Time magazine recently released a list of 2014’s most influential teens, and we’re all pretty excited about it. It’s really inspirational to see people of such young ages from all over the world making positive differences, especially considering that the most productive thing I’ve done in the past week is un-wedge a wounded fork from my garbage disposal.
However, we found a slight problem with the list. Among some majorly impressive people, including 13-year-old Sports Illustrated cover athlete Mo’ne Davis, 15-year-old chef and business owner Flynn McGarry, and the friggin president’s daughters, we have none other than Kendall and Kylie Jenner.
Just when you thought the inexplicable Kardashian hype was winding down, the two sisters, labeled “TV personalities,” are listed along with their incredibly unimportant accomplishments, such as releasing nail polish lines and co-hosting red carpet events. Perhaps the worst part of the whole spectacle was the fact that they were listed before Malala Yousafzai, a Pakistani youth activist who recently won the Nobel Peace Prize after getting shot in the head by the fucking Taliban.
Something’s wrong here. I don’t even have enough time or emotional stability to delve into the issues behind Kendall and Kylie making a list that includes some of the greatest actors, business models, activists, and singers of our generation. Instead, I present you with my own list of 19 people who are better fit for Time’s most influential teen list than Kendall and Kylie Jenner.
1. That young Starbucks barista who always gives you extra whipped cream.
2. Any drunk girl who you’ve met in a bar bathroom who has complimented your outfit, whether or not she actually meant it.
3. Preteen girls who wear high heels to school.
4. Jaden Smith, for any of his presumably shrooms-induced tweets.
5. Anyone who, I don’t know, graduated from high school.
6. …and actually plans on going to college.
7. The chick from your high school who had a baby with a Jimmy John’s delivery guy, who subsequently makes you feel better about your life.
8. Beliebers.
9. David Beckham’s son.
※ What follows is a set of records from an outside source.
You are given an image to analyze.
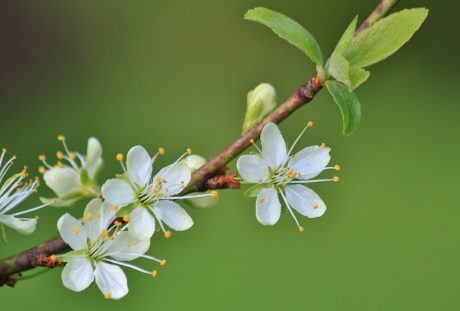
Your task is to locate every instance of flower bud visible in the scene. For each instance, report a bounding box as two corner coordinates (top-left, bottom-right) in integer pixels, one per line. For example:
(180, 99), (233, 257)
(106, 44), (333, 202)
(182, 155), (206, 172)
(242, 83), (277, 134)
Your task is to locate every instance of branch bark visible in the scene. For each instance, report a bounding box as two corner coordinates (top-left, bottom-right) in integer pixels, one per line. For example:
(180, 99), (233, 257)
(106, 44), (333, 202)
(0, 0), (398, 287)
I’m pretty sure he’s, like, 12 years old, but he’s already hotter than I’ll ever be.
10. High schoolers who read way too much TFM and go around saying “Frat!” at the end of their sentences.
11. Your boyfriend’s little sister, even though she definitely hates you.
12. The chick from the “get out me car” Vine.
13. That freshman in one of your lower-level classes who still thinks she has to ask to use the bathroom.
14. Any of the mothers from “16 and Pregnant.”
15. Your former middle school self, who thought it was appropriate to wear jean skirts and Birkenstocks.
16. The girl who works at the tanning salon and turns a blind eye to the fact that you show her the same pair of winkies every time to avoid buying goggles.
17. Guys who are listed as 22 on Tinder, but then reveal that they’re actually 18 and try to blame it on the app.
18. Hilary Duff. I realize she’s not a teenager, but she’ll always be 15-year-old Lizzie McGuire to me.
19. LITERALLY ANY OTHER TEENAGERS EVER.